LOS ANGELES AND ATLANTA – Cohen & Associates, a Los Angeles-based real estate investment firm, has refinanced the multifamily portion of a six-year-old, mixed used development in Downtown Atlanta’s Historic Auburn Avenue District with a $10 million loan from Prudential Mortgage.
Located at 171 Auburn Avenue NE and spanning an entire city block, the five-story brick-clad Renaissance Walk features 140 one- and two-bedroom apartment rental units over 30,500 square feet of street level retail. Since acquiring the property out of receivership in December 2011, Cohen & Associates has successfully stabilized the asset, with 97 percent of the apartments now leased at market rates. The retail component, which was completely vacant at the time of acquisition, is currently 60 percent leased to a mix of national and local merchants.
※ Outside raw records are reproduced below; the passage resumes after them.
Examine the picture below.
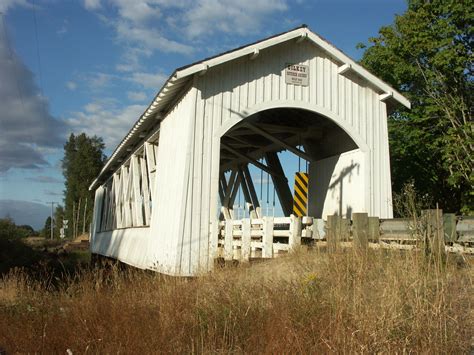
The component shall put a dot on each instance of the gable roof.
(181, 77)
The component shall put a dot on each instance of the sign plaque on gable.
(297, 74)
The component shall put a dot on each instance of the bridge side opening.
(261, 156)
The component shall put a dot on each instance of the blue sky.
(94, 65)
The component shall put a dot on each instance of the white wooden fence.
(269, 237)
“This refinance program was a very complex financial package that came together so favorably for the asset and our investors as a result of our very talented and experienced team of financial people working together to bring this to fruition ” said Cohen & Associates President Gidi Cohen. "As a result, we are pleased to be returning equity back to our investors which will ultimately produce more attractive cash-on-cash returns making the complexities of this refinance plan very interesting and rewarding.”
Shlomi Ronen, Managing Principal, of Dekel Capital and David Wallenstein, Managing Director of Churchill Capital arranged the new fixed rate loan on behalf of the borrower.
“An additional feature of this refinance program is that the retail section of the property is no longer part of the new mortgage's collateral pool,” added Ronen. “Cohen & Associate’s active management of the project helped us tremendously in capturing a very healthy refinance program in addition to releasing the retail portion of this property which is now unencumbered.”
About Cohen & Associates
Cohen & Associates invests in strategically located, ground-up developments and income-producing real estate throughout and key cities in the Southeastern and Southwestern U.S., particularly in the underserved secondary or tertiary markets. Our portfolio includes apartment buildings, mixed-use development and broken condominium projects as well as notes secured by those assets. We specifically target assets that can be acquired at attractive valuations and whose upside has been affected by operational inefficiencies caused by neglect, mismanagement or under-capitalization. We then apply a disciplined investment and risk management approach to each investment. We carefully analyze local and regional market conditions such as job growth, barriers to entry, and real estate trends, to help us identify the most profitable exit strategy. We have a strong track record for turning around underperforming properties to the advantage of our investors.